Речь идет о первом сыне Ивана Грозного – Дмитрии, родившемся в октябре 1552 г. Младенец умер (утонул в Шексне –?) во время поездки царя на богомолье в Кирилло-Белозерский монастырь летом 1553 г. Вышивание было одним из традиционных занятий русских женщин, где они порой достигали значительного совершенства. Анастасия Романовна почиталась незаурядной мастерицей, ее произведения ныне хранятся во многих музеях. Специалисты отмечают происходящую из ее светлицы пелену Никиты Столпника с тропарем, сочиненным (по преданию) Иваном Грозным, а также замечательный по своим художественным достоинствам надгробный покров Никиты Переславского, почитание которого связано с рождением в 1555 г. в семье сына Ивана после моления Анастасии у Гроба святого.

вернуться

20

Одна из икон, созданных после пожара 1547 г. (ее условное название – «Четырехчастная»), вызвала особые возражения дьяка И. М. Висковатого ввиду необычности изображения Саваофа: он обнажен и прикрыт лишь багряным и белым крыльями и как бы обнимает исходящий из его лона крест с распятым на нем Христом. Сложность символики иконы делала ее не понятной для многих и потому неприемлемой.

вернуться

21

В марте 1553 г.

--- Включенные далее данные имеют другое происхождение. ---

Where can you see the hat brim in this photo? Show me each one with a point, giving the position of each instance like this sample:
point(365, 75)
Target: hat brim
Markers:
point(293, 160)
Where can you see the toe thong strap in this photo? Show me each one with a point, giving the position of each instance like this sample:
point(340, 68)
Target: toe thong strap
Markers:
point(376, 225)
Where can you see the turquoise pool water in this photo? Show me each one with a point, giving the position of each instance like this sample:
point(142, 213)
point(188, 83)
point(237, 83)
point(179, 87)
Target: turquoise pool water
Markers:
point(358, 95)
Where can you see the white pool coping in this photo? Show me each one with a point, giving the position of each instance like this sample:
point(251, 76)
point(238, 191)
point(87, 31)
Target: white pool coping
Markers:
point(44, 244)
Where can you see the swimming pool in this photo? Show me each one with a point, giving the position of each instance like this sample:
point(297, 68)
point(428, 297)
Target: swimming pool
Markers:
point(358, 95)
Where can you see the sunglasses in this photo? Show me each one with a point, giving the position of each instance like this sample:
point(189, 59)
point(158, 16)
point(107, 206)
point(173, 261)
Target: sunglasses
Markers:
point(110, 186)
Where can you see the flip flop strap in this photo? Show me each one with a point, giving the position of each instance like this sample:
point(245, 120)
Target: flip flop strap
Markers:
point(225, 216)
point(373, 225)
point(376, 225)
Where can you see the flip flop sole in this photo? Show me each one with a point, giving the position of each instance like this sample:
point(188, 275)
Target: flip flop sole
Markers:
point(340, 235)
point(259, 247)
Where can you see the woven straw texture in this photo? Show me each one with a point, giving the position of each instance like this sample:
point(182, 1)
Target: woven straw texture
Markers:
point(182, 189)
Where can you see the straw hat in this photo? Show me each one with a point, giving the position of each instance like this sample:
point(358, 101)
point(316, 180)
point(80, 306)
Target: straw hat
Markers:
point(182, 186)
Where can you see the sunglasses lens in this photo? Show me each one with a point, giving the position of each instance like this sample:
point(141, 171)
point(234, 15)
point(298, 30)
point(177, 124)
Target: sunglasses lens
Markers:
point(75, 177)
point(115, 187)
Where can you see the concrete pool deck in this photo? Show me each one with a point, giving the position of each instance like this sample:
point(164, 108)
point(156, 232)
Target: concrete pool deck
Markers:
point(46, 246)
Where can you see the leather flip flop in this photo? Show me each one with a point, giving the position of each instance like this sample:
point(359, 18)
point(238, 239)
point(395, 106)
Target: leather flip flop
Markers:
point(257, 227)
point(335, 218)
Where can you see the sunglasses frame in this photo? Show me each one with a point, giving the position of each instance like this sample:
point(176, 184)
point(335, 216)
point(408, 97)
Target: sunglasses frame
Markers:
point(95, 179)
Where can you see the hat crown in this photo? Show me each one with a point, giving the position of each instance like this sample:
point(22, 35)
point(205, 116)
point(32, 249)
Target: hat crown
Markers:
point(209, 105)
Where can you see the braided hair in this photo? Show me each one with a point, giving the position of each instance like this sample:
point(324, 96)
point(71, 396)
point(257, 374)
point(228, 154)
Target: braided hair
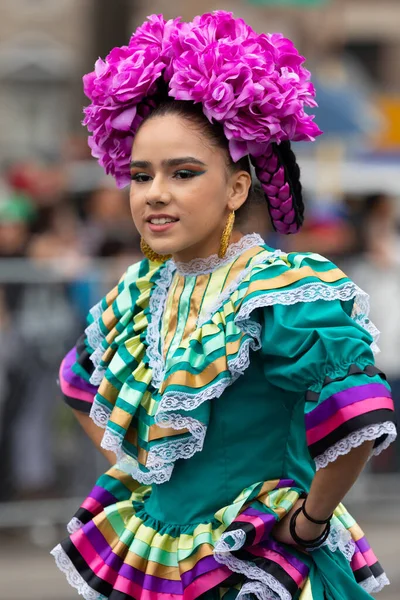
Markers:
point(279, 176)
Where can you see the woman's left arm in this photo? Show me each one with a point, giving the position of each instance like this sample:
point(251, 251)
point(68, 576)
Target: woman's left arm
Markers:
point(327, 490)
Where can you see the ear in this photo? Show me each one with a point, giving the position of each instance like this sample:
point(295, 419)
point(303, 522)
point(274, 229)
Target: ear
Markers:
point(240, 184)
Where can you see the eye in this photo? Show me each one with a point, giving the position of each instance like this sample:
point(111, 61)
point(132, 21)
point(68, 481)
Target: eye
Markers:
point(186, 174)
point(140, 177)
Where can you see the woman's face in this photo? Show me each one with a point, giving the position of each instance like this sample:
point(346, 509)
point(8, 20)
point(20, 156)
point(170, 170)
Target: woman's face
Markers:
point(181, 191)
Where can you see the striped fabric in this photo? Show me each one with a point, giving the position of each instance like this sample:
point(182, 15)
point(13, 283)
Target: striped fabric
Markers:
point(156, 352)
point(147, 353)
point(119, 551)
point(346, 406)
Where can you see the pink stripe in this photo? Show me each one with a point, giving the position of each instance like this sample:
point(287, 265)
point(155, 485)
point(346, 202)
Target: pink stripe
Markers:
point(90, 556)
point(358, 561)
point(122, 584)
point(345, 414)
point(370, 557)
point(206, 582)
point(92, 505)
point(73, 392)
point(278, 558)
point(127, 586)
point(258, 524)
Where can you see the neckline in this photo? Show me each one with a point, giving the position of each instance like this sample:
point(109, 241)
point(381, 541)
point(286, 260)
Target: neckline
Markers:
point(203, 266)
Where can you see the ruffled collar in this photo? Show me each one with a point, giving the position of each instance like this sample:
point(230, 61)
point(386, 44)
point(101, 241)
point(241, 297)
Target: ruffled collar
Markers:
point(203, 266)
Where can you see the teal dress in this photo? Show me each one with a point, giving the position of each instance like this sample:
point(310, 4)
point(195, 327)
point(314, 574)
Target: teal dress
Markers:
point(222, 385)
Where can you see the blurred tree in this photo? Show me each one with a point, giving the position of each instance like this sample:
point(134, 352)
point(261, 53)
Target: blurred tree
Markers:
point(111, 24)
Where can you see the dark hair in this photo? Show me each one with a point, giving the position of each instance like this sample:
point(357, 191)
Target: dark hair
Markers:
point(214, 132)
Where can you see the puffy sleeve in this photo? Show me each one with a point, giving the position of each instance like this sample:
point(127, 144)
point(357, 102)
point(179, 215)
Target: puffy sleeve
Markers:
point(318, 350)
point(77, 371)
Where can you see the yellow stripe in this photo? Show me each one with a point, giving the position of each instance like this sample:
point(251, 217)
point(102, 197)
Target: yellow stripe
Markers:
point(292, 276)
point(173, 321)
point(195, 303)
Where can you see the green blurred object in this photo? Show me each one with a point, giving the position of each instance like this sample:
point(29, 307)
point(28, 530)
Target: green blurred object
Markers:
point(288, 2)
point(16, 209)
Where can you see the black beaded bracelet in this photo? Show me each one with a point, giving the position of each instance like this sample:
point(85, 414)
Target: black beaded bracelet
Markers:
point(307, 544)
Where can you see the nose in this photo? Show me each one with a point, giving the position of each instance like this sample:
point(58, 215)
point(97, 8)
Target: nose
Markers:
point(158, 192)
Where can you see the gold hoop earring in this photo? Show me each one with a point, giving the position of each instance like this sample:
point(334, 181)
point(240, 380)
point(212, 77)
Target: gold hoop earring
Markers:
point(226, 235)
point(150, 254)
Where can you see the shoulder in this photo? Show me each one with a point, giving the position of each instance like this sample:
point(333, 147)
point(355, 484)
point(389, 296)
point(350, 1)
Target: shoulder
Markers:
point(293, 278)
point(281, 269)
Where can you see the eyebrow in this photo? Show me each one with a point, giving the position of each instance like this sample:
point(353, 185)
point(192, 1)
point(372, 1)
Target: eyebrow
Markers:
point(171, 162)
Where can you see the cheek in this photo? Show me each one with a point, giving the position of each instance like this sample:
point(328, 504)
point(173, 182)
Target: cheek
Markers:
point(136, 207)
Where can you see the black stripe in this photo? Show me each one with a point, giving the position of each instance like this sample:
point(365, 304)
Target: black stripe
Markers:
point(370, 370)
point(80, 405)
point(270, 567)
point(84, 515)
point(369, 418)
point(93, 581)
point(365, 572)
point(248, 528)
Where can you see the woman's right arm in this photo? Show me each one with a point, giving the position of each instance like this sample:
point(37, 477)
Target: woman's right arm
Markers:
point(95, 433)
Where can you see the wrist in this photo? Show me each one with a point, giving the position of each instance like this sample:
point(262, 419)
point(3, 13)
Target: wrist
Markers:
point(306, 529)
point(316, 511)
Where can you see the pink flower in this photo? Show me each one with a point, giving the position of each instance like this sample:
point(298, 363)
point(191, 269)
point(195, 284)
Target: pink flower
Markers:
point(254, 84)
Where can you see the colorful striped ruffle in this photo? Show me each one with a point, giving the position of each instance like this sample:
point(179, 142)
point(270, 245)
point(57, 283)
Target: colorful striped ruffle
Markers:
point(349, 410)
point(118, 551)
point(156, 409)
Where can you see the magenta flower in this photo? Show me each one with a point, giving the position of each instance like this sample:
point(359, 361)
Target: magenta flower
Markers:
point(254, 84)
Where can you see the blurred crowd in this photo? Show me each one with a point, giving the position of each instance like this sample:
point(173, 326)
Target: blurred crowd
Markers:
point(62, 244)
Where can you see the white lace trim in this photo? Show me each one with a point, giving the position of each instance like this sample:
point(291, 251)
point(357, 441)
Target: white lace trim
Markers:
point(160, 458)
point(373, 585)
point(311, 292)
point(207, 313)
point(355, 439)
point(185, 401)
point(74, 579)
point(74, 525)
point(268, 587)
point(153, 334)
point(239, 540)
point(202, 266)
point(339, 539)
point(257, 589)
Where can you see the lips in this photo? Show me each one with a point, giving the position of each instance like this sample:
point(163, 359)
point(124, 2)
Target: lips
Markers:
point(161, 219)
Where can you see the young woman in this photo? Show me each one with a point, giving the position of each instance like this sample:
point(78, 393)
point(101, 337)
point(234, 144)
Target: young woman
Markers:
point(231, 385)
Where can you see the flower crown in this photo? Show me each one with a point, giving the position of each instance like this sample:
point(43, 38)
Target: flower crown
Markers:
point(253, 84)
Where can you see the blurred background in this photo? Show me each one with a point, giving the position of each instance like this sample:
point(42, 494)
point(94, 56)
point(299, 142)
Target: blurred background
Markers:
point(66, 236)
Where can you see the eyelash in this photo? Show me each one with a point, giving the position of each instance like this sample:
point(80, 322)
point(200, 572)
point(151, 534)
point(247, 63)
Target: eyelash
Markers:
point(190, 174)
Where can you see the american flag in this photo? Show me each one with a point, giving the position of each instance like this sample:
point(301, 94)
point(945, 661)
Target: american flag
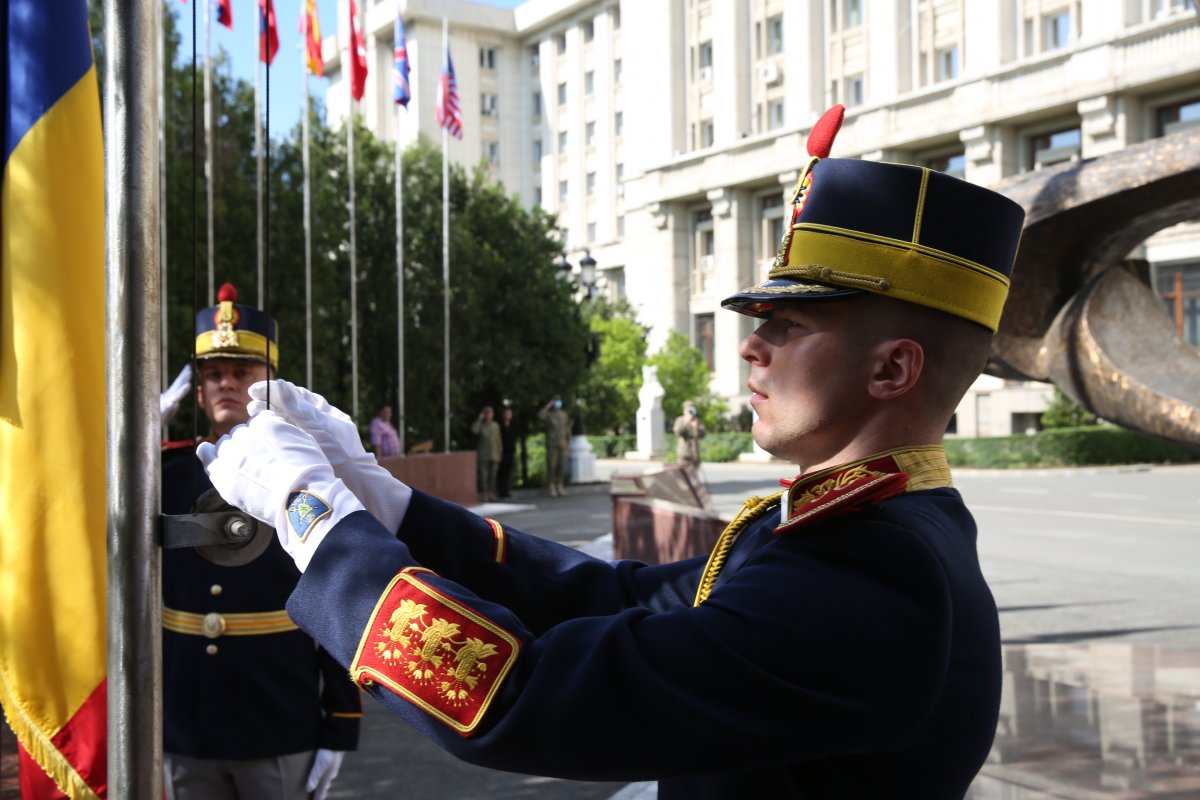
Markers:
point(403, 92)
point(449, 113)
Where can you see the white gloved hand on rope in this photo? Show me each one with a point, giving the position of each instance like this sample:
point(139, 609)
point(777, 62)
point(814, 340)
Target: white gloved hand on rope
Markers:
point(277, 474)
point(325, 768)
point(335, 432)
point(169, 401)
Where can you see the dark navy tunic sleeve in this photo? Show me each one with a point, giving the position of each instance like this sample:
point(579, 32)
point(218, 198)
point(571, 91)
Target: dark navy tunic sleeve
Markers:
point(822, 656)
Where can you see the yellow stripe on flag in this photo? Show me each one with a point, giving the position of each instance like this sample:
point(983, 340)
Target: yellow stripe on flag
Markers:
point(52, 429)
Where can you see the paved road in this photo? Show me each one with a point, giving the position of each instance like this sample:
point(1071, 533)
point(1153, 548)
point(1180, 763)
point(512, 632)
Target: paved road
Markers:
point(1073, 555)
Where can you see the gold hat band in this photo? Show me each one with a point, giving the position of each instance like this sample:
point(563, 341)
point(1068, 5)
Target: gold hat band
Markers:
point(903, 270)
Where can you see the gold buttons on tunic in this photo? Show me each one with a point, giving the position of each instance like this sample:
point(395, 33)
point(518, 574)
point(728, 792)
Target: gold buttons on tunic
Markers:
point(214, 625)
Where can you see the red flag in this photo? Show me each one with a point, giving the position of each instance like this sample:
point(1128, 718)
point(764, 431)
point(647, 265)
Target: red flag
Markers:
point(268, 37)
point(358, 55)
point(311, 29)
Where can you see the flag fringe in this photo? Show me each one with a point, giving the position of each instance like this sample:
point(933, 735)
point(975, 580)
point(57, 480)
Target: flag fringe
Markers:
point(42, 750)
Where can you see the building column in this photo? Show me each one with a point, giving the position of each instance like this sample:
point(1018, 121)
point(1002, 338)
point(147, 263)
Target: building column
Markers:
point(733, 253)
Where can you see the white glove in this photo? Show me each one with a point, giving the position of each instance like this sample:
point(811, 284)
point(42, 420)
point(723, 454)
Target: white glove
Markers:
point(324, 769)
point(275, 471)
point(337, 435)
point(169, 401)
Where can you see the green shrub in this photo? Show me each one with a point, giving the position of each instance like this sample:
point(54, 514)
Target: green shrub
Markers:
point(1078, 446)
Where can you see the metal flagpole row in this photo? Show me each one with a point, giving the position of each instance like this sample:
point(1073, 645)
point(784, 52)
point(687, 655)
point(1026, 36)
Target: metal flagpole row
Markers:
point(354, 302)
point(208, 137)
point(445, 252)
point(131, 305)
point(307, 234)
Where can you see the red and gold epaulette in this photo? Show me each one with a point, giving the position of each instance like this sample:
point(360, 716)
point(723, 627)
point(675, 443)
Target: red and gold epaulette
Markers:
point(436, 653)
point(849, 487)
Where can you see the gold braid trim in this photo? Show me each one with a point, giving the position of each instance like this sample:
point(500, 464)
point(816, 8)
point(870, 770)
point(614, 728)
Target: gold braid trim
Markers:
point(751, 510)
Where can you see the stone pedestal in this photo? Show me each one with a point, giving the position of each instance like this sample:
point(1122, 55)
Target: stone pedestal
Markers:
point(581, 462)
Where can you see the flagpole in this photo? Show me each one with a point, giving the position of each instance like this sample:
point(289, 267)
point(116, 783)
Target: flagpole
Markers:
point(354, 310)
point(445, 252)
point(258, 160)
point(208, 134)
point(307, 230)
point(400, 286)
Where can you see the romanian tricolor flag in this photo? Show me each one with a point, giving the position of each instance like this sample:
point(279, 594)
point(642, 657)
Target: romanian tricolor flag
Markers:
point(52, 400)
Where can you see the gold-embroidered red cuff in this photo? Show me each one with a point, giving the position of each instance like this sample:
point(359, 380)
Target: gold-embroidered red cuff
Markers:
point(433, 651)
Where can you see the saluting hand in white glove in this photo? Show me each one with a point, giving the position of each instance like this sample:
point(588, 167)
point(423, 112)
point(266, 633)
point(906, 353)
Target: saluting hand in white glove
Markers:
point(324, 769)
point(337, 435)
point(275, 471)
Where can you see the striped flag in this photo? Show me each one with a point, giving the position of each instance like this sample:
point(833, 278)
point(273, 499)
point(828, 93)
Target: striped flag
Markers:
point(449, 112)
point(53, 639)
point(403, 92)
point(310, 25)
point(358, 55)
point(268, 35)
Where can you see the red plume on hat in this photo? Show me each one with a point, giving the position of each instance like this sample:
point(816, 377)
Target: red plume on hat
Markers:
point(820, 144)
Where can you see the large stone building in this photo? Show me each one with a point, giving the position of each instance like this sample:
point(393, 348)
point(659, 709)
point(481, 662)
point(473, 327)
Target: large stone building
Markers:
point(665, 133)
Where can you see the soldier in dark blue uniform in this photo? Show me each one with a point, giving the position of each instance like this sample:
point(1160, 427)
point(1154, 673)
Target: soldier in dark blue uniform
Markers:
point(252, 708)
point(840, 641)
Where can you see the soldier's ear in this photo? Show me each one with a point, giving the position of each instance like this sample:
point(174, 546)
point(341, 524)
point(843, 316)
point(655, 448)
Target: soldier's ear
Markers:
point(897, 367)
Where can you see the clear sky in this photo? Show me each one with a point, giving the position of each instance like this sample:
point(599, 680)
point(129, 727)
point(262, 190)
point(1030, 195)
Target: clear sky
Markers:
point(241, 43)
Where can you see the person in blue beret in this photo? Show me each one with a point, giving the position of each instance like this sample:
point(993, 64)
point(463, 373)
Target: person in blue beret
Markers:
point(840, 639)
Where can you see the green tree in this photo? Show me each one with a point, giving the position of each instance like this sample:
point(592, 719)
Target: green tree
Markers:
point(1065, 413)
point(684, 377)
point(616, 374)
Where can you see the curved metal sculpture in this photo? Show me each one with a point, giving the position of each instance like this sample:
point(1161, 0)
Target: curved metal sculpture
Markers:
point(1083, 317)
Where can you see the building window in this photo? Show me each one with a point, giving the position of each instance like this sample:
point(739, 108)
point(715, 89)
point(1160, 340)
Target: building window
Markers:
point(1179, 286)
point(952, 163)
point(705, 335)
point(772, 210)
point(1177, 116)
point(855, 92)
point(775, 35)
point(1054, 148)
point(775, 114)
point(1056, 31)
point(853, 17)
point(948, 64)
point(705, 61)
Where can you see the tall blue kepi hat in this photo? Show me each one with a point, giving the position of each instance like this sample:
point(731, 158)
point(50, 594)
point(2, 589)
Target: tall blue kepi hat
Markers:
point(228, 330)
point(895, 230)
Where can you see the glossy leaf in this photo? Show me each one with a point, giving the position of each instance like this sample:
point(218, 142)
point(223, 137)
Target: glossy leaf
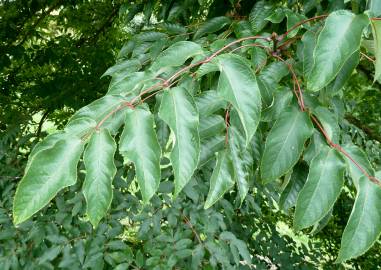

Иван Грозный заболел настолько серьезно, что в ожидании смерти встал вопрос о престолонаследии. Мнения приближенных разделились. Вопреки требованию царя о присяге младенцу Дмитрию на случай кончины часть боярства выдвинула кандидатуру Владимира Андреевича Старицкого, двоюродного брата царя. Современник и очевидец этих событий счел нужным отметить в официальной летописи, что «Владимир Андреевич и мати его» уже начали собирать дворян и «им давати жалование» деньгами на случай подготавливаемого переворота. Позднее и сам Иван Грозный вспоминал о заговорщической деятельности Евфросинии Старицкой.